Why does the transcript treat SQL as a “bad programming interface” even though databases execute SQL internally via compiled representations?
How does the security argument evolve from “SQL injection is structural” to “focus on the real risk surface”?
What are SQL’s strongest reasons for success, and why do they not fully rescue it as an app-layer interface?
What does “type safety” mean in this context, and why does raw SQL push results toward any/unknown?
Why does the transcript favor higher-level abstractions like Convex or Gel instead of “just call the database API directly”?
What is the “debuggability” argument against stateful service objects and for pipeline-style functions?
Review Questions
- What specific developer problems does the transcript associate with writing raw SQL directly in application code (typing, schema coupling, debugging, etc.)?
- How does the transcript reconcile SQL’s security history with the claim that SQL injection is mostly solved today?

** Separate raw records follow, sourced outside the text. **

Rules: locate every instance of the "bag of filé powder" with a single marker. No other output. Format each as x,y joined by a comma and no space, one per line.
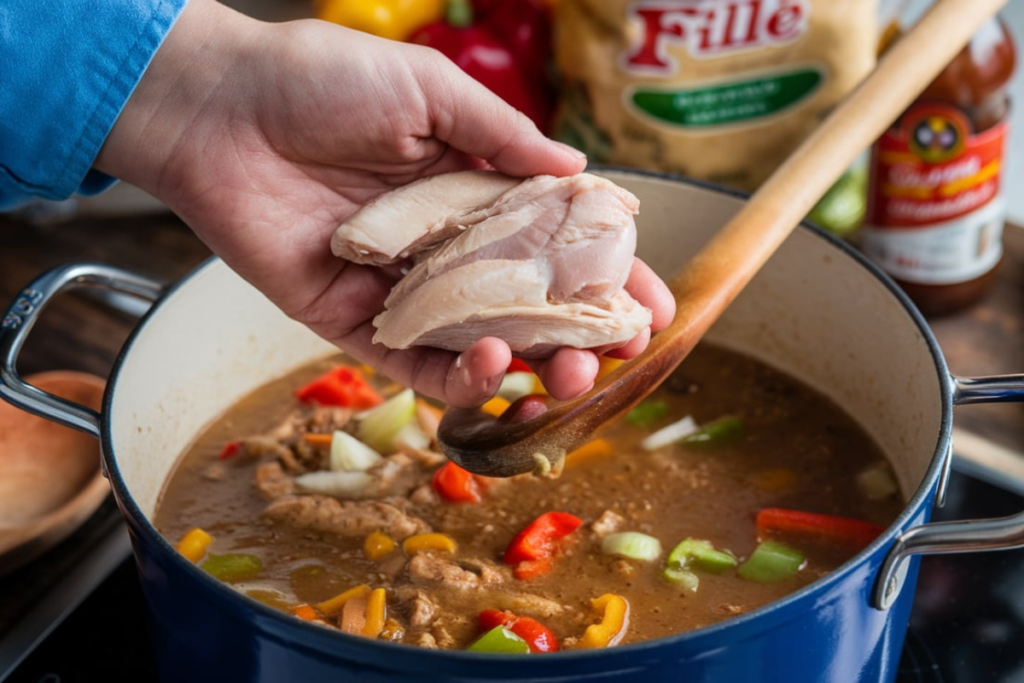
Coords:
719,90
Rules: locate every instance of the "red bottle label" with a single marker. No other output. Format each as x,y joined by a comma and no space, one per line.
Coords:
935,213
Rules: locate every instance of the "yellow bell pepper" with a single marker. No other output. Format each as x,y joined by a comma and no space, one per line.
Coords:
334,605
194,545
376,613
395,19
614,620
424,542
496,407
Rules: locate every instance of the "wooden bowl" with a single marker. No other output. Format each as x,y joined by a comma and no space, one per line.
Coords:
50,479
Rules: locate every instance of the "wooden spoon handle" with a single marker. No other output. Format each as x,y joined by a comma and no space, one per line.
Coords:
712,280
732,257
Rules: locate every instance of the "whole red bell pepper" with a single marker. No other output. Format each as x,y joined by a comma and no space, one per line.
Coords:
480,53
525,28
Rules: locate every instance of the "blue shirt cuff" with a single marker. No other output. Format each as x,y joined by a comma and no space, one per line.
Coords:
69,67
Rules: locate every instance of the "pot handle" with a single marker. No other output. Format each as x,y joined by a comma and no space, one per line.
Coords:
22,314
962,537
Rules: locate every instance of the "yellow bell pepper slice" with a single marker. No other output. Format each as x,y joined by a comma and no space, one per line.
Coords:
395,19
496,407
614,621
378,545
335,604
376,613
194,545
424,542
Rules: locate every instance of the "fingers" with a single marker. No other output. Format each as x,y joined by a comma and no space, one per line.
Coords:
568,373
644,286
475,121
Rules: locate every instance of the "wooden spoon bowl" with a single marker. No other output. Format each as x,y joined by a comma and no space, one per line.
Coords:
537,433
50,478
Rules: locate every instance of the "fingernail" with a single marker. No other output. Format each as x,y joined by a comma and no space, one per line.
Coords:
570,150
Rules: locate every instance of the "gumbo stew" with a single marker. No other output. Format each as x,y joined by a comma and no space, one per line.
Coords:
323,495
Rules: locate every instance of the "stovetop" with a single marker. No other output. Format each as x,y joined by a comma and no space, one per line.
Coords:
967,625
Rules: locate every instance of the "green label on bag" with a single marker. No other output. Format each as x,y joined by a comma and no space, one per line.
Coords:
730,102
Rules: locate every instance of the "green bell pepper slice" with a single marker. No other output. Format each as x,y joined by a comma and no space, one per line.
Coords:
500,641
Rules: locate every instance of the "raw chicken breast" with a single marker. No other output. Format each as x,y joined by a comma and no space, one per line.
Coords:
540,263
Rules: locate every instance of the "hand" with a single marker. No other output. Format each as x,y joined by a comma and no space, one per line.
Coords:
264,137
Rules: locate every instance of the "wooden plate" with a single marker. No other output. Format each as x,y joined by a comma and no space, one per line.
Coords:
50,479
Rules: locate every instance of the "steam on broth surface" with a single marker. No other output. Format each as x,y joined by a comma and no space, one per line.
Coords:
773,467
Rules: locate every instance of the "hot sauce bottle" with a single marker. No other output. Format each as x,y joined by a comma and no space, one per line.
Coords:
936,210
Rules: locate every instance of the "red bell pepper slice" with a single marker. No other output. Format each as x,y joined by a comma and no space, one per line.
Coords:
538,541
539,637
342,386
456,484
851,532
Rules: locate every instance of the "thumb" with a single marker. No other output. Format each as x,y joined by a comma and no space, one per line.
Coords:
473,120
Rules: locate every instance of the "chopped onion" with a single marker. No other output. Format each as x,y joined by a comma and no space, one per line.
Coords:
671,434
350,455
379,425
516,385
339,484
633,545
877,482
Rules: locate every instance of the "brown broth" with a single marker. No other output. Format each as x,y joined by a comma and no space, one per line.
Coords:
798,451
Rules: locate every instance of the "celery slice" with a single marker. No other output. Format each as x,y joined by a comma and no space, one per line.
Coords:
771,561
647,413
698,554
633,545
516,385
232,566
380,425
716,432
682,578
670,433
350,455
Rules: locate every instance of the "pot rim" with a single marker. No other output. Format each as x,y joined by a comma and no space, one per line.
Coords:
369,649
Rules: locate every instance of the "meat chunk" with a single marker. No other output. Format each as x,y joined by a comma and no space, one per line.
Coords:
352,518
422,609
435,570
543,266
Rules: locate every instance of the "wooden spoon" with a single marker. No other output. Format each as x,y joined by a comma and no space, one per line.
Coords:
50,479
536,433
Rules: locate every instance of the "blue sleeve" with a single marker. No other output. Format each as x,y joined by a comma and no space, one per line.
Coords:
68,69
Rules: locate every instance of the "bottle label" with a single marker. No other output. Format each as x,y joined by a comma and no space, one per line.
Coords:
935,213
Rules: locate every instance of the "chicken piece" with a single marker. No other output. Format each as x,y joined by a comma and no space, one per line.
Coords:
351,518
418,216
543,266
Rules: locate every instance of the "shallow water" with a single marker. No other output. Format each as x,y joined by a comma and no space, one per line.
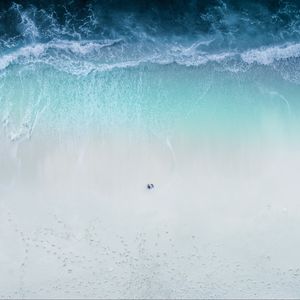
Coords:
98,100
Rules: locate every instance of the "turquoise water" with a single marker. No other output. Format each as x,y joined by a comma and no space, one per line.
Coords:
206,100
198,98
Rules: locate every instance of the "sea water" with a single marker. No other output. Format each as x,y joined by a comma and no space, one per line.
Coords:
100,99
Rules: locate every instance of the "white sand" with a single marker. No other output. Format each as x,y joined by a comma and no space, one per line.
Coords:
77,220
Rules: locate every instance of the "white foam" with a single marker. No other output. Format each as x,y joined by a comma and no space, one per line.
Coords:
268,55
83,57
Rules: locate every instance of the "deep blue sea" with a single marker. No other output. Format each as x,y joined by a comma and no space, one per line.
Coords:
99,99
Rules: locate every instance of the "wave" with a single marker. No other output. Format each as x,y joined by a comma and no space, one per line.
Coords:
83,57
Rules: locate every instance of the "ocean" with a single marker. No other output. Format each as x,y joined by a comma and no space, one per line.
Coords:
197,99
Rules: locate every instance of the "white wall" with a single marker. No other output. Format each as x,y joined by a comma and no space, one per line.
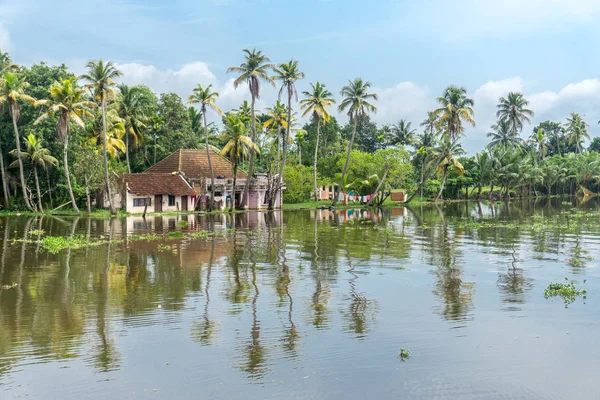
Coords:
130,208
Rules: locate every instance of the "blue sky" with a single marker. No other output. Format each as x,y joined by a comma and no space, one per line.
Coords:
410,50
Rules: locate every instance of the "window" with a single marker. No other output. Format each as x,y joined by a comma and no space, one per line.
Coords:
141,202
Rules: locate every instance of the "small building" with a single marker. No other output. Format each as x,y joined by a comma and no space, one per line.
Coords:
161,192
191,166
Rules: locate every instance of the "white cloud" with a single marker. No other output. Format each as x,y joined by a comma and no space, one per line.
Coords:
405,100
5,41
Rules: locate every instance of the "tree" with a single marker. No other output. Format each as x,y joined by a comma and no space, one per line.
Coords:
502,135
12,93
356,103
101,79
237,149
6,65
132,109
206,98
252,71
402,134
66,100
455,108
276,123
288,74
37,156
577,132
538,140
317,102
299,141
512,110
447,151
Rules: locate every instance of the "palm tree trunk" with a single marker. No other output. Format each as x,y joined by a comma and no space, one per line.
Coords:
284,153
67,174
252,153
341,187
108,192
4,184
49,188
37,188
232,205
127,151
387,167
88,201
426,176
316,155
440,194
21,174
212,172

- Compare the roles of SQL, an ORM/query builder, and a higher-level platform like Convex in the transcript’s ideal architecture. What changes and what stays the same?
Key Points
- 1
SQL is treated as the wrong abstraction for application code because it’s a textual, console-era interface rather than a typed function-like API.
- 2
Modern parameterization and safe templating reduce SQL injection risk, so “stop using SQL” is not the only (or best) security lesson.
- 3
SQL remains valuable inside databases for standardization and deep query optimization across engines.
- 4
Typed query builders and data-access objects (e.g., Drizzle-style schema-driven typing) connect database structure to application compile-time feedback.
- 5
Higher-level platforms like Convex aim to prevent client/server out-of-sync bugs by treating data updates as pipeline outputs with transaction-aware synchronization.
- 6
Debugging improves when application logic is structured as clear input/output pipelines rather than stateful service objects with hidden internal state.
- 7
The practical consensus is narrow: avoid writing raw SQL strings directly in application code, even if SQL stays central as the database’s query language.